- Directed by: Leopoldo Savona
- Written by: Roberto Amoroso Leopoldo Savona Mario Casacci Roberto Gianviti Rate Furlan
- Starring: Richard Harrison Nieves Navarro
- Cinematography: Aldo Giordani
- Edited by: Tatiana Casini Morigi
- Music by: Benedetto Ghiglia
- Release date: 1966;
- Country: Italy

= El Rojo (film) =

1966 western film

El Rojo (Texas el Rojo) is a 1966 Italian-Spanish Spaghetti Western film co-written and directed by Leopoldo Savona and starring Richard Harrison.

== Cast ==
- Richard Harrison as Donald 'El Rojo' Sorensen
- Nieves Navarro as Consuelo
- Piero Lulli as Lasky
- Mirko Ellis as Navarro
- Franco Ressel as Wallace
- Andrea Aureli as Ortega
- Raf Baldassarre as Ramon
- Annie Gorassini as Flo
- Rita Klein as Pamela
- José Jaspe as José Garibaldi
- Angelo Boscariol as Nero Burt
- John Bartha as the Judge
- Tom Felleghy as the Sheriff
- Pietro Tordi as Saloon Customer

==Production==
According to the assistant director Gianfranco Baldanello, the film was started by veteran director Mario Costa, which was replaced by Savona after one week because of his on set fights with leading actor Richard Harrison.
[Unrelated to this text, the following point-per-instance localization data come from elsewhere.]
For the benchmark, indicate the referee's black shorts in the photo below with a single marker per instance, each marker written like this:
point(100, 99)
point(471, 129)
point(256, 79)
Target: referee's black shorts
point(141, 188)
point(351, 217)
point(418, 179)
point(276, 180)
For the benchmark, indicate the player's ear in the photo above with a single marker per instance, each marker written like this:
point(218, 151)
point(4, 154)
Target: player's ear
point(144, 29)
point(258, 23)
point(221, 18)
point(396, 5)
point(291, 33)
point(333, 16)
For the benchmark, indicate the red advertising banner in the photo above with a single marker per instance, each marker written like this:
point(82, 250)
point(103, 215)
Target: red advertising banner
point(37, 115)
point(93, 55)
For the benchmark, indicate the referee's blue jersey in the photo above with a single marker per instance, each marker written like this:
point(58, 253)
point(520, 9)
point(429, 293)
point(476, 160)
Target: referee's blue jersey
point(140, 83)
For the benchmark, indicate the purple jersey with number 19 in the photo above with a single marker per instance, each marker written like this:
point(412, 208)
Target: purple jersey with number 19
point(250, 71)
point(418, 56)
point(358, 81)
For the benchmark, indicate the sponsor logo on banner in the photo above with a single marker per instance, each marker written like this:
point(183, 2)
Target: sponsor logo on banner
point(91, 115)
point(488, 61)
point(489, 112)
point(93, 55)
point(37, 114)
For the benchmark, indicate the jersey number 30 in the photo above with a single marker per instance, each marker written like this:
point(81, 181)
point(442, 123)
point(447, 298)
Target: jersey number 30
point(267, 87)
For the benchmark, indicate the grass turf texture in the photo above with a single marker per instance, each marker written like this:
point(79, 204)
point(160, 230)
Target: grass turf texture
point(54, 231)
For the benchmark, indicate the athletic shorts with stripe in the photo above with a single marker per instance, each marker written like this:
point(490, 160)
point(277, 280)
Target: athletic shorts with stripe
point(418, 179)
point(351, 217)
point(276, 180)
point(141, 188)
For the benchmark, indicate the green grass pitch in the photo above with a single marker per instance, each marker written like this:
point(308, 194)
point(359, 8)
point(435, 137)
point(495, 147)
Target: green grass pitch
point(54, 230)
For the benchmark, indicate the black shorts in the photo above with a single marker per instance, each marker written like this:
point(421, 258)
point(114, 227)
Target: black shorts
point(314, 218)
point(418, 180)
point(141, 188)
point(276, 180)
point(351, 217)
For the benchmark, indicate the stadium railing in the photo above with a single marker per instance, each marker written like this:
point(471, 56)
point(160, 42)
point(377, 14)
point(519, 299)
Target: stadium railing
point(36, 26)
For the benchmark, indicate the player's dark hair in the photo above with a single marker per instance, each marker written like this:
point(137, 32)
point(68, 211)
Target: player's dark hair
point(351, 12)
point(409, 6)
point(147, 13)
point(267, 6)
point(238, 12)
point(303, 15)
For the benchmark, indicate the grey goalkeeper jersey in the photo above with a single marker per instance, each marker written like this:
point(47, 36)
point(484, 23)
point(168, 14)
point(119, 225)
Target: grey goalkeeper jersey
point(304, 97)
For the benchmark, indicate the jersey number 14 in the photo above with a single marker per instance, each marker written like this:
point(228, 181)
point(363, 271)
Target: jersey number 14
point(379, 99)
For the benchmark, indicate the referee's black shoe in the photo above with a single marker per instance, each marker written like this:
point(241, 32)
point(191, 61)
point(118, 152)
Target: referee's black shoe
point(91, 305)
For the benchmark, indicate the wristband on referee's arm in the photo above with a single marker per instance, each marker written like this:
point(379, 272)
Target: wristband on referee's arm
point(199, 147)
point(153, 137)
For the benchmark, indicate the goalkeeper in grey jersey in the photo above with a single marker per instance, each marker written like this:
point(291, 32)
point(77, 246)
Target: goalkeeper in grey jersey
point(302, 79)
It was shot between Cinecittà and La Pedriza.

==Reception==
Rewieving the film, Italian critic Davide Pulici described the film as "a solid film built on a traditional structure", but categorized it among the "borderline" spaghetti westerns, because of the giallo structure and mystery elements, the strangeness of various characters and situations, and the inventiveness of the death scenes, particularly that of Mirko Ellis.